0002 — Two-binary split: UAST and Codefang

  • Status: accepted
  • Date: two-binary-split-uast-codefang
  • Deciders: @dmytrogajewski

Context and problem statement

The original hercules was a monolith. Codefang has two distinct jobs: turning source code into a standardized tree structure, and running static and history analyzers over code and Git repositories. Parsing is a self-contained transformation from source text to a Universal Abstract Syntax Tree (UAST); analysis consumes UASTs or Git repositories and produces metrics. Should both jobs ship as one binary, or be split so each does one thing?

Decision drivers

  • The project commits to the Unix philosophy: small tools joined by pipes.
  • Parsing and analysis have different inputs, outputs, and likely consumers (an editor or agent may want only the parser).
  • Composability: a UAST produced by one tool should pipe into the other.
  • A clear seam keeps each tool's command surface small and its responsibility single.

Considered options

  • Two binaries: uast (parser) and codefang (analyzer), composed via pipes.
  • A single monolithic binary with subcommands for both parsing and analysis.
  • A library-only distribution with no standalone parser binary.

Decision outcome

Chosen option: "Two binaries — uast and codefang", because parsing and analysis are separable responsibilities with different consumers, and a pipe-friendly split lets each tool stay small while still composing into a pipeline.

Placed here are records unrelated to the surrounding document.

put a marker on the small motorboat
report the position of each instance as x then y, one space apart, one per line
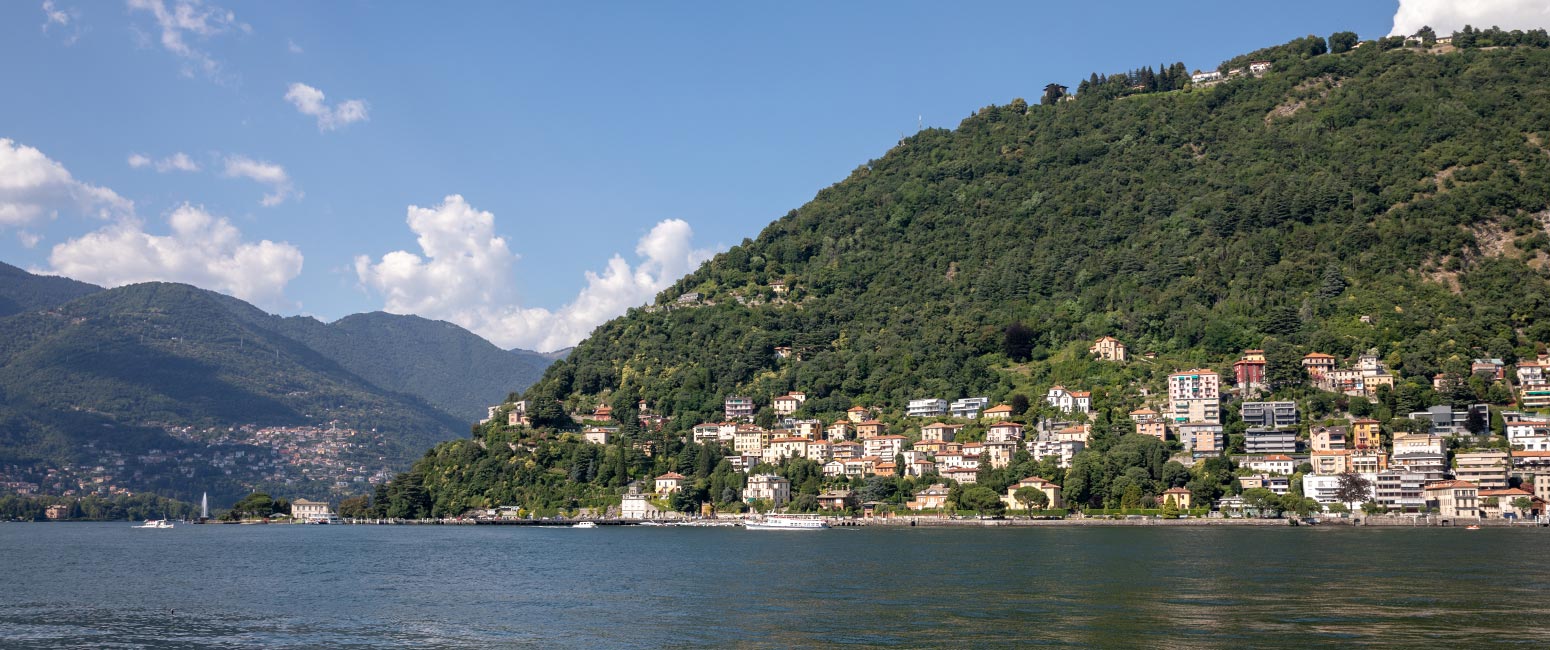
155 523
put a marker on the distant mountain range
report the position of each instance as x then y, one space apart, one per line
148 374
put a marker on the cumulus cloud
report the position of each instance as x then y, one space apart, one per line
175 162
33 186
241 166
310 101
186 19
1448 16
202 250
61 20
464 275
55 16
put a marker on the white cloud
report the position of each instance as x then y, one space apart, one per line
62 19
55 16
1448 16
241 166
310 101
175 162
464 275
33 186
185 19
202 250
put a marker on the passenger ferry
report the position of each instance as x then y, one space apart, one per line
788 523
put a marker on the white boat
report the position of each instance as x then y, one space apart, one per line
155 523
786 523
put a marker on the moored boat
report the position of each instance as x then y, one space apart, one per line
786 523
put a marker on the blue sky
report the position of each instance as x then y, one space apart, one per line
566 162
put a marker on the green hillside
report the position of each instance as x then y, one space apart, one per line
24 292
104 380
1400 185
1384 197
442 363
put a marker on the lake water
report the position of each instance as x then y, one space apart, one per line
93 584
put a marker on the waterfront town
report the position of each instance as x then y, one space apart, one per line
1446 461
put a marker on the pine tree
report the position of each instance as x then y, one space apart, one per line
1333 283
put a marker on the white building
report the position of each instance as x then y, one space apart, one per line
927 407
1062 450
788 404
967 407
1205 76
771 487
1194 396
310 511
1070 401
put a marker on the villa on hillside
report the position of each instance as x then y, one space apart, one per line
1109 349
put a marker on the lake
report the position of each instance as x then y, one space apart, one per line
106 584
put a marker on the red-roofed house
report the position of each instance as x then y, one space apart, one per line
940 432
670 483
1050 489
1454 498
998 411
1109 349
1318 365
870 428
1178 497
1496 504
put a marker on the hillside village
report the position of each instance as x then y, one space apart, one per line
916 338
1459 463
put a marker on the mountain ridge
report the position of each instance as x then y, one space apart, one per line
161 369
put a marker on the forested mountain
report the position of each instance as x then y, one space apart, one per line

uast (cmd/uast/) turns source code into UAST and exposes parse, query, diff, explore, and server. codefang (cmd/codefang/) consumes UASTs for static analysis or Git repositories for history analysis via run, mcp, and related commands. Both CLIs are built with Cobra and share the same pkg/ libraries, so the split is at the command surface, not a duplication of core logic. The canonical composition is uast parse main.go | codefang run -a static/* --format json.

Consequences

  • Good: Each binary has one responsibility and a small command surface.
  • Good: uast is usable on its own as a universal parser, independent of any analysis.
  • Good: The tools compose through stdin/stdout, fitting CI pipelines and AI-agent tool wiring.
  • Neutral: Two binaries must be installed (go install .../cmd/codefang and .../cmd/uast), and both are versioned together from one module.
  • Bad: A workflow that always wants both pays an extra process boundary and a serialization step between them.

Pros and cons of the options

Two binaries (UAST + Codefang)

  • Good: Single-responsibility tools; either is useful alone.
  • Good: Pipe composition matches the Unix philosophy the project commits to.
  • Neutral: Shared pkg/ code means the split costs no logic duplication.

Single monolithic binary

  • Good: One install, no inter-process serialization.
  • Bad: One large command surface mixing parsing and analysis concerns.
  • Bad: Cannot offer the parser alone to consumers that do not want the analyzer.

Library-only distribution

  • Good: Maximum flexibility for embedders.
  • Bad: No paste-ready CLI for the common case; raises the barrier for first use and for pipe-based and agent workflows.